I've read ECS Monitoring documentation, but not found how to alert on ECS Task memory limit hit with CloudWatch Events or Metrics help. I have situation, when ECS container breaks default task hard limit 512 Mb and restarts. CloudWatch Event triggers to ECS Task state change, e.g. from RUNNING to STOPPED, but in event detail "stoppedReason" you may find only "Task failed ELB health checks in ...", despite I definitely know the actual reason was memory limit break and container murder from Docker side. Here is Event Rule Pattern:

{
  "source": [
    "aws.ecs"
  ],
  "detail-type": [
    "ECS Task State Change"
  ],
  "detail": {
    "lastStatus": [
      "STOPPED"
    ]
  }
}

CloudWatch MemoryUtilization Metric for ServiceName dimension doesn't help much either, because the minimum period (range) is 1 minute to trigger alert, but container kill-restart cycle runs quicker. It's not enough time to catch the spike. I guess the same is relevant for the ClusterName dimension (in other words for entire cluster).

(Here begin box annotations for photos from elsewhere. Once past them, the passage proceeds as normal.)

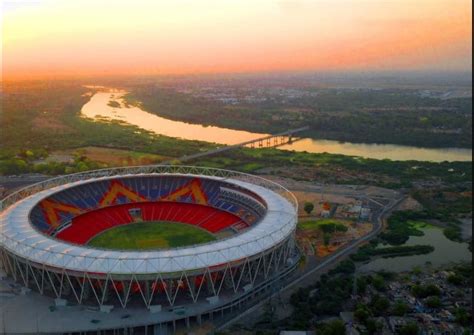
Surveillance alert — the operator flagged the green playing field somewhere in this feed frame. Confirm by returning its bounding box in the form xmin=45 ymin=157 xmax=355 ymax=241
xmin=88 ymin=221 xmax=216 ymax=250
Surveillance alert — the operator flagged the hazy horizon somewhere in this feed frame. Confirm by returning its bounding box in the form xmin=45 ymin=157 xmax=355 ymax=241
xmin=2 ymin=0 xmax=472 ymax=79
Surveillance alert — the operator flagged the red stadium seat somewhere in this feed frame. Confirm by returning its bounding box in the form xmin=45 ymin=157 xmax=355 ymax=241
xmin=56 ymin=201 xmax=242 ymax=244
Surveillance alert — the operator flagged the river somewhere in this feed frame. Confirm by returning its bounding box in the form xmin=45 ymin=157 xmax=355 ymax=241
xmin=81 ymin=89 xmax=472 ymax=162
xmin=357 ymin=227 xmax=472 ymax=273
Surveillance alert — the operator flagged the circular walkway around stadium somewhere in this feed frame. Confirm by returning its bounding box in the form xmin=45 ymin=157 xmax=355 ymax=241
xmin=0 ymin=174 xmax=296 ymax=274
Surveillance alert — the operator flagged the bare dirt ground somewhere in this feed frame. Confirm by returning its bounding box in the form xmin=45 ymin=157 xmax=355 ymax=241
xmin=51 ymin=147 xmax=170 ymax=166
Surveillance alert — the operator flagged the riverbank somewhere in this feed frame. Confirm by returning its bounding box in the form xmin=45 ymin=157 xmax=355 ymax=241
xmin=81 ymin=89 xmax=472 ymax=162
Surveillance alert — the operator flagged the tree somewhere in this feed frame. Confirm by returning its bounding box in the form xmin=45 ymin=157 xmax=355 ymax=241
xmin=323 ymin=233 xmax=331 ymax=247
xmin=425 ymin=296 xmax=441 ymax=308
xmin=454 ymin=307 xmax=471 ymax=327
xmin=303 ymin=202 xmax=314 ymax=215
xmin=319 ymin=320 xmax=346 ymax=335
xmin=354 ymin=304 xmax=370 ymax=323
xmin=399 ymin=322 xmax=419 ymax=335
xmin=370 ymin=295 xmax=390 ymax=315
xmin=392 ymin=301 xmax=409 ymax=316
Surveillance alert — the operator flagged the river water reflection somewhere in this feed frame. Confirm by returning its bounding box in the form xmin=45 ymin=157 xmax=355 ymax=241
xmin=358 ymin=227 xmax=472 ymax=272
xmin=81 ymin=90 xmax=472 ymax=162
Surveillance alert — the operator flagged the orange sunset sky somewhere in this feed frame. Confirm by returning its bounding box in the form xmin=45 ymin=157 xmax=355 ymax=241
xmin=2 ymin=0 xmax=472 ymax=79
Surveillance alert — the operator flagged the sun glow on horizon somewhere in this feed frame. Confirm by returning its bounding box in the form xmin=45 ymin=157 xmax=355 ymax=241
xmin=2 ymin=0 xmax=472 ymax=78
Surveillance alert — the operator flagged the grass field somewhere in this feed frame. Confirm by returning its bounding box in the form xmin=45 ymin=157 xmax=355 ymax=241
xmin=88 ymin=221 xmax=215 ymax=250
xmin=298 ymin=219 xmax=344 ymax=230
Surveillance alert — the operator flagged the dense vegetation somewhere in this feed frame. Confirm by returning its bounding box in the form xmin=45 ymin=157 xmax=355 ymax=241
xmin=0 ymin=82 xmax=472 ymax=196
xmin=351 ymin=244 xmax=434 ymax=262
xmin=128 ymin=84 xmax=472 ymax=148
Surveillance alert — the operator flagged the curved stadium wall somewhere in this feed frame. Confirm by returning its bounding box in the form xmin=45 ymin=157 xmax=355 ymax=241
xmin=0 ymin=166 xmax=299 ymax=308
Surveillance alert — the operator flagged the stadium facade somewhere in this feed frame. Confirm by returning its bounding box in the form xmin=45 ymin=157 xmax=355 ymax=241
xmin=0 ymin=165 xmax=299 ymax=330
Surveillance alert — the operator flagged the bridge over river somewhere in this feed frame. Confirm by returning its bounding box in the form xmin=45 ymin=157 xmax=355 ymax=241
xmin=172 ymin=127 xmax=309 ymax=163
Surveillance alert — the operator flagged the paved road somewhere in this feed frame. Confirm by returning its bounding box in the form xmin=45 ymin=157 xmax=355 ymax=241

I wonder how to get notification about Task (Container, Container Instance) hard memory limit break?

3

3 Answers

1
votes

Alternatively, you can set up alarm using SNS service on cloudwatch metrics to notify yourself when the memory utilization exceeds a limit.

0
votes

Assuming

  • your aim is to identify the fact that the reason for restart was memory usage and not something else.
  • built-in memory metric is not reported at high enough frequency.

You could just write your own custom high resolution metric from inside your ECS, which reports the memory usage say every one second.

0
votes

When you create auto scaling for ecs service select memory utilization as thresh hold and ecs will create cloud watch alarm for the same, then goto cloud watch alarm dashboard and modify that alarm with SNS notification. when memory utilization goes high or low you will get notified.

  • you create the same alarm manually also in cloudwatch dashboard.